Further, when the azimuth stored in advance does not match, or when the user walks beyond the distance stored in advance, the warning is given. It is possible to properly navigate to the destination by recognizing that the user is walking in a direction and distance different from the direction of.

[Brief description of drawings]

FIG. 1 is a block diagram showing an embodiment of the present invention.

FIG. 2 is an external plan view of the embodiment.

FIG. 3 is a conceptual diagram of a storage area provided in a partial area of the ROM of the same embodiment.

FIG. 4 is a conceptual diagram showing a structure of a data area in the storage area.

FIG. 5 is a plan view showing an example of a display mode of the display unit of the embodiment.

FIG. 6 is a flowchart showing an operating procedure of the CPU of the embodiment.

7 is a process of detecting stroke (SA
It is a flowchart which shows the content of 1) in more detail.

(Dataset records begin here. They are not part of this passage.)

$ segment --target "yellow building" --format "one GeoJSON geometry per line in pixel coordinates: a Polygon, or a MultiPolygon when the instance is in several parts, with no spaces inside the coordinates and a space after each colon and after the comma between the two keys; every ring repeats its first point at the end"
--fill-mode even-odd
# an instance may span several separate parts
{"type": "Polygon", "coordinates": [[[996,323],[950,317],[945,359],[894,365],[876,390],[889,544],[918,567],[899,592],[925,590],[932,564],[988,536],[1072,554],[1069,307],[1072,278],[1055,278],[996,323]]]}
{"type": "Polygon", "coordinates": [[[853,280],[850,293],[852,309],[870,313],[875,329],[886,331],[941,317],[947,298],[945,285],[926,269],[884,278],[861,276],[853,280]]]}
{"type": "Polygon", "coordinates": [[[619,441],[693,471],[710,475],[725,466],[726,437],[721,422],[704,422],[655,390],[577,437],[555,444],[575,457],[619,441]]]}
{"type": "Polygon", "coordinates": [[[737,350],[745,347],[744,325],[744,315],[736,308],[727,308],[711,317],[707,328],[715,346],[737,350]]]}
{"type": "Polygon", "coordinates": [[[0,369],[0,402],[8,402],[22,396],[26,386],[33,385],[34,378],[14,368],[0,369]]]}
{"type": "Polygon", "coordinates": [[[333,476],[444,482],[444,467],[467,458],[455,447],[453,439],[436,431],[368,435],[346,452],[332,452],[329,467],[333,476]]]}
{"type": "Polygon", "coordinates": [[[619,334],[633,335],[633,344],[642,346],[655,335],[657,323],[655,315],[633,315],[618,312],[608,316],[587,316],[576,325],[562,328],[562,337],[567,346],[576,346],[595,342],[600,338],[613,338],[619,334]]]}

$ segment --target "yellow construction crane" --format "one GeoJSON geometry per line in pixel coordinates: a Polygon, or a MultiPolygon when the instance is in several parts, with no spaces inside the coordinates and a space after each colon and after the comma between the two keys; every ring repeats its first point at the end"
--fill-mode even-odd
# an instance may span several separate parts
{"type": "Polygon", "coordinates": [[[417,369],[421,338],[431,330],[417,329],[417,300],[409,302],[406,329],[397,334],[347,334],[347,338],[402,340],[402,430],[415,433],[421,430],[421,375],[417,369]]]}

8 is a flowchart showing the details of return setting (SA7) in the flowchart of FIG. 6 in more detail.

FIG. 9 is a navigation (S
It is a flowchart which shows the content of A6) in more detail.

[Explanation of symbols]

 2 display section 3 recall button 4 mode switching button 5 setting button 6U up button 6D down button 10 CPU 14 RAM 15 step count detecting section 16 azimuth detecting section 17 warning issuing section

Claims (6)

[Claims] 1. An azimuth detecting means for sequentially detecting azimuths of walking from a starting point, a distance calculating means for calculating a distance based on a step count and a stride, and a distance calculated by the distance calculating means for each azimuth. A stroke detecting device comprising: a storage unit that sequentially stores the data. 2. A reading means for reading the distance for each azimuth sequentially stored in the storage means in a reverse direction, and a reverse azimuth calculation means for calculating a reverse azimuth of each azimuth. The stroke detection apparatus according to claim 1. 3. A straight line distance calculating means for calculating a straight line distance to a starting point based on the direction and the distance, and an azimuth calculating means for calculating an azimuth of the starting point. The described stroke detection device. 4. The stroke detection device according to claim 1, 2 or 3, further comprising display means for displaying the respective distances and directions. 5. An azimuth detecting means for sequentially detecting an azimuth of a walk from a starting point, a distance calculating means for calculating each distance based on a step count and a stride, and a destination in which the azimuth and the distance are stored in advance. Comparing means for comparing with the azimuth and distance in the travel of, and warning means for warning when the azimuth detected by the azimuth detecting means and the prestored azimuth do not match based on the comparison result of the comparing means, A stroke detecting device characterized by being provided. 6. The warning means further issues a warning when the distance calculated by the distance calculation means is equal to or greater than the previously stored distance.
The described stroke detection device.